Indeed, if that were to happen to DDI, the prototype of the parallel-track experiment, and the drug were not marketed, it is highly probable that other drug companies would be discouraged from undertaking research on drugs for AIDS and other life-threatening diseases. That decision would be a disaster for millions of Americans.

Finally, how can people decide that DDI is a better choice for them than AZT? At this point, the answer is they cannot decide--we simply do not know. That is why research is so critical. That is how we learned that AZT works, and that aerosolized pentamidine prevents the most common pneumonia seen in AIDS. It is also how we learned about two previously highly touted drugs--suramin was too toxic and dextran sulfate was not absorbed, so it was of no benefit. But if all these and other “promising” drugs were made widely available, no one would have adequate information to make an intelligent choice about what drug or drugs to take.

Society often assumes a responsibility for protecting people from potentially dangerous situations. Thus we tolerate seat-belt laws, speed limits and the requirement that drugs be proven safe and effective before they are made widely available. That is acceptable and wise.
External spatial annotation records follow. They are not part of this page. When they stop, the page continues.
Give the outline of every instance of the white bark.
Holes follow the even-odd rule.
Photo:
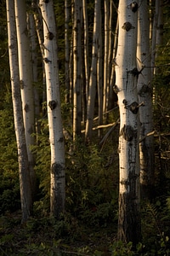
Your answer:
[[[31,190],[30,183],[28,156],[25,137],[22,102],[20,86],[16,26],[14,17],[14,1],[7,0],[6,6],[14,130],[18,148],[22,222],[25,222],[31,214],[32,199],[31,193]]]
[[[99,39],[99,20],[100,20],[100,0],[95,0],[94,20],[94,35],[92,48],[92,65],[90,69],[89,94],[87,107],[87,123],[85,131],[85,140],[88,142],[92,137],[92,127],[94,112],[94,102],[96,95],[96,79],[97,79],[97,59]]]
[[[104,53],[104,99],[103,112],[107,110],[108,102],[108,58],[109,58],[109,0],[105,0],[105,53]]]
[[[101,14],[99,22],[99,38],[98,49],[98,62],[97,62],[97,90],[98,90],[98,105],[99,105],[99,125],[103,124],[103,63],[102,63],[102,33],[101,33]],[[99,129],[98,137],[101,137],[101,130]]]
[[[86,100],[88,102],[88,87],[89,87],[89,61],[88,61],[88,24],[87,0],[82,0],[83,20],[84,20],[84,67],[86,79]]]
[[[34,99],[31,70],[30,42],[26,22],[26,6],[23,0],[15,0],[15,19],[19,55],[19,72],[22,98],[25,133],[32,193],[35,189],[34,157],[30,147],[34,144]]]
[[[74,3],[73,27],[73,140],[81,136],[82,121],[82,42],[81,42],[82,0]]]
[[[119,38],[116,84],[120,108],[118,239],[138,243],[140,239],[139,103],[136,68],[137,13],[131,1],[119,1]]]
[[[57,32],[53,1],[39,2],[44,34],[44,66],[47,84],[48,119],[51,147],[51,213],[60,218],[65,209],[65,145],[61,122]]]
[[[65,103],[70,102],[70,75],[69,75],[69,3],[65,0]]]
[[[138,69],[142,70],[138,79],[140,121],[140,183],[142,197],[152,197],[154,192],[153,135],[143,138],[153,131],[151,72],[150,67],[150,30],[147,0],[139,0],[137,58]],[[144,68],[144,67],[147,67]]]

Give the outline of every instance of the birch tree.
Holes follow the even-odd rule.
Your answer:
[[[154,143],[152,86],[150,55],[150,30],[147,0],[139,2],[138,28],[138,70],[141,70],[138,79],[140,121],[140,184],[142,197],[151,198],[154,192]]]
[[[44,67],[51,147],[50,211],[57,218],[65,209],[65,145],[61,122],[57,32],[53,1],[39,1],[44,34]]]
[[[82,42],[81,42],[82,0],[74,2],[73,27],[73,140],[81,135],[82,120]]]
[[[68,0],[65,0],[65,102],[70,102],[70,75],[69,75],[69,3]]]
[[[21,89],[22,108],[29,169],[32,193],[35,189],[34,157],[31,146],[34,144],[34,99],[31,70],[30,42],[26,22],[26,7],[23,0],[14,1],[16,33],[18,42],[19,72]]]
[[[140,241],[139,102],[136,48],[138,3],[119,1],[116,86],[120,109],[118,240]]]
[[[88,87],[89,87],[89,55],[88,55],[88,22],[87,11],[87,0],[82,0],[82,11],[84,21],[84,67],[86,79],[86,99],[88,102]]]
[[[98,49],[99,39],[99,20],[100,20],[100,0],[95,0],[94,6],[94,35],[93,35],[93,47],[92,47],[92,65],[90,69],[89,79],[89,93],[87,107],[87,123],[85,131],[85,140],[88,142],[92,137],[92,128],[94,112],[94,102],[96,95],[96,73],[97,73],[97,60]]]
[[[110,32],[109,32],[109,0],[105,0],[105,53],[104,53],[104,99],[103,99],[103,112],[106,112],[107,101],[108,101],[108,58],[109,58],[109,43],[110,43]]]
[[[7,0],[7,22],[8,35],[8,56],[11,76],[12,100],[14,108],[14,131],[18,148],[19,177],[20,187],[20,201],[22,222],[31,216],[32,212],[32,199],[31,193],[30,172],[27,148],[25,137],[22,102],[20,96],[18,51],[16,39],[16,26],[14,16],[14,1]]]

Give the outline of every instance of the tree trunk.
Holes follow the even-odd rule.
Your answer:
[[[51,147],[50,211],[58,219],[65,209],[65,145],[61,122],[57,32],[53,1],[39,3],[44,34],[44,66]]]
[[[65,0],[65,103],[70,102],[70,75],[69,75],[69,3]]]
[[[99,39],[99,20],[100,20],[100,0],[95,0],[94,20],[94,35],[92,48],[92,65],[90,70],[89,94],[87,109],[87,123],[85,131],[85,140],[88,142],[92,138],[92,128],[94,113],[94,102],[96,95],[96,76],[97,76],[97,60]]]
[[[150,63],[150,30],[148,20],[147,0],[139,2],[139,28],[137,58],[138,69],[142,70],[138,79],[139,103],[140,121],[140,184],[141,197],[151,199],[154,193],[154,143],[153,134],[147,136],[153,131],[152,114],[152,88]],[[147,67],[144,68],[144,67]]]
[[[103,124],[103,58],[102,58],[102,32],[101,32],[101,13],[99,19],[99,49],[98,49],[98,62],[97,62],[97,90],[98,90],[98,115],[99,115],[99,125]],[[101,137],[102,131],[99,129],[98,137]]]
[[[136,3],[136,2],[134,2]],[[119,38],[116,58],[116,86],[120,108],[118,240],[140,241],[137,3],[119,2]]]
[[[108,101],[108,57],[109,57],[109,0],[105,0],[105,53],[104,53],[104,99],[103,112],[107,110]]]
[[[23,0],[15,0],[15,19],[19,55],[19,72],[22,98],[25,133],[28,154],[32,194],[35,191],[36,177],[34,157],[30,147],[34,144],[34,100],[31,70],[30,42],[26,22],[26,7]]]
[[[86,79],[86,102],[88,102],[89,90],[89,61],[88,61],[88,24],[87,0],[82,0],[83,20],[84,20],[84,67]]]
[[[81,136],[82,121],[82,42],[81,42],[82,0],[74,3],[73,27],[73,140]]]
[[[8,55],[11,75],[11,89],[14,119],[14,130],[18,148],[19,176],[20,187],[20,200],[22,210],[22,222],[31,216],[32,212],[32,200],[31,193],[30,173],[28,165],[27,148],[25,137],[25,129],[22,113],[22,102],[18,65],[16,26],[14,18],[14,1],[7,0],[7,21],[8,35]]]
To completely do away with regulations that protect people from unproven drugs would lead to chaos and many unnecessary deaths. Even if the right to choose were granted, people would not have sufficient information to make an intelligent choice among untested drugs. So research and appropriate regulations must be protected.

For people with no option--people for whom AZT cannot do what it has done and is doing for others--DDI must be made immediately available. For the others, AZT should be taken until we know more about DDI. And AIDS activists should be proud of the changes they have wrought.